En 1893, un golpe respaldado por empresarios estadounidenses y el gobierno de los Estados Unidos derrocó a la reina Lili‘uokalani, marcando el fin de la soberanía hawaiana. Cinco años después, Hawái fue anexado por los Estados Unidos, sin el consentimiento de su población.
Esta anexión trajo consigo cambios drásticos. Los nativos hawaianos, que alguna vez fueron la mayoría, se convirtieron en una minoría en su propia tierra. La introducción de industrias extranjeras transformó el paisaje y la economía de las islas, mientras que prácticas culturales y espirituales fueron relegadas o prohibidas.
El impacto perdura hasta hoy. Las comunidades nativas enfrentan tasas desproporcionadas de pobreza, pérdida de tierras ancestrales y desafíos para mantener vivas sus tradiciones. Además, la militarización de partes del archipiélago y el turismo masivo han intensificado estos problemas, dejando a muchos hawaianos luchando por equilibrar el desarrollo económico con la preservación de su identidad.

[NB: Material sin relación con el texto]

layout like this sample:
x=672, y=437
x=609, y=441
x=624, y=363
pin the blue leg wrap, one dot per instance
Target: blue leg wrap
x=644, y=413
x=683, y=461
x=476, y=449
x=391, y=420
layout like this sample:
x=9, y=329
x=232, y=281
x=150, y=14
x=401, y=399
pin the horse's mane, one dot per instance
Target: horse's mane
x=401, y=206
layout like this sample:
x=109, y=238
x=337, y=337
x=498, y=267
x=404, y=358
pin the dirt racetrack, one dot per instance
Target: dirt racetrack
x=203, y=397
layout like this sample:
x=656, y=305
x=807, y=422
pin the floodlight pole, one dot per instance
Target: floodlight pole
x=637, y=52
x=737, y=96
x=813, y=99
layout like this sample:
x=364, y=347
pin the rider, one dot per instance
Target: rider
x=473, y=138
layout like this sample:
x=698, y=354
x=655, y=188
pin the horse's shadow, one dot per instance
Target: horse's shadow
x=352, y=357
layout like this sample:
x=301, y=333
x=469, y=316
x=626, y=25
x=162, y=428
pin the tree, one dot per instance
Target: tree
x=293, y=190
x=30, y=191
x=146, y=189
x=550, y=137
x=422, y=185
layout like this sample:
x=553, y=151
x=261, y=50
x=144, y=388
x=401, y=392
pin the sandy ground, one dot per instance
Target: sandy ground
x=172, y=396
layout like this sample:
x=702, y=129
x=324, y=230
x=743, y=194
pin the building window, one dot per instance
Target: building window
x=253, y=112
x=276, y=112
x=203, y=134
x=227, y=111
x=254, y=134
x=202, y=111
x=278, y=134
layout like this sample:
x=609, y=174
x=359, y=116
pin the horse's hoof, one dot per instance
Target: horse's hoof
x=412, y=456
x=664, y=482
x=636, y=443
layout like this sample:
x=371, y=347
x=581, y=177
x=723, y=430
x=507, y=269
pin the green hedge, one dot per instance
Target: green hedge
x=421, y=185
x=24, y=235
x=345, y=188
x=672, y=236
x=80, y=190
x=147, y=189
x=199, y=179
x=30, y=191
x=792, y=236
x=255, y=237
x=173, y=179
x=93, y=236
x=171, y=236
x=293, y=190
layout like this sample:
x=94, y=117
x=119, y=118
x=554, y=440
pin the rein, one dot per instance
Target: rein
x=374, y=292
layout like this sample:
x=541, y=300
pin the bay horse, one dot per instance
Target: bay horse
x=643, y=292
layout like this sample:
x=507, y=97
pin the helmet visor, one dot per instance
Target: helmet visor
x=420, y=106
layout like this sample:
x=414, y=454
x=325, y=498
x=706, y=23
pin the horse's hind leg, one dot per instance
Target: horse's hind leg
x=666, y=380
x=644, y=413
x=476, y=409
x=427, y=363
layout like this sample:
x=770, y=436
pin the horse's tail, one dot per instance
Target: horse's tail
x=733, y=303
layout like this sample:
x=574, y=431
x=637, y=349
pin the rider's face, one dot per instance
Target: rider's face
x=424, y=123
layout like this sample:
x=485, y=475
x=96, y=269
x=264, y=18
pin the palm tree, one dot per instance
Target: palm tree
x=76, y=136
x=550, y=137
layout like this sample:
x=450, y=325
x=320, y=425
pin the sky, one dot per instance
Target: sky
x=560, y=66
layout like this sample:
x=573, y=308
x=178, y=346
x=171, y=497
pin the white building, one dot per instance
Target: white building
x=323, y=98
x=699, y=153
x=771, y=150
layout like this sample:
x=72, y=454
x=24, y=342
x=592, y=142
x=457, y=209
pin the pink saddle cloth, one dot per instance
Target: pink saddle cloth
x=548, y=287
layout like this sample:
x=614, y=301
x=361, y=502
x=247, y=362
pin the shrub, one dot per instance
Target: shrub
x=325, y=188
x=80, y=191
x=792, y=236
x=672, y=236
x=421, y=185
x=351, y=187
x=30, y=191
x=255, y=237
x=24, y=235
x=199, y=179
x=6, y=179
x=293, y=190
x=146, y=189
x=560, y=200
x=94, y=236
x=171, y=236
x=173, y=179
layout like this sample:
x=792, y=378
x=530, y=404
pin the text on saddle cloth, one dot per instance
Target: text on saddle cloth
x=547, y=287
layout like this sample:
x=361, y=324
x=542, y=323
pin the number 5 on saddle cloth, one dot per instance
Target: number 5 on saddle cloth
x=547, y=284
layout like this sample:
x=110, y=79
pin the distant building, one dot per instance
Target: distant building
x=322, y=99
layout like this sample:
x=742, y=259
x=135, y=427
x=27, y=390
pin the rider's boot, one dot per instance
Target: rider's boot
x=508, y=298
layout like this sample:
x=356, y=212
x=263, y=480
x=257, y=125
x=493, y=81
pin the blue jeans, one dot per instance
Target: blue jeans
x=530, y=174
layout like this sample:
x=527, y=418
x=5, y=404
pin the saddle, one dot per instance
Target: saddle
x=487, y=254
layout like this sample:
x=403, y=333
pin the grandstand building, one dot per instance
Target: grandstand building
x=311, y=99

En este contexto, las palabras de Bad Bunny pueden interpretarse como un reflejo de una verdad muy compleja. Hawái no es solo un lugar paradisíaco, sino un recordatorio de cómo la globalización y la colonización pueden transformar una cultura vibrante en una postal para el consumo global. Porque, al igual que en Hawái, detrás de cada paisaje idealizado hay una lucha por la dignidad y la vida que merece ser escuchada.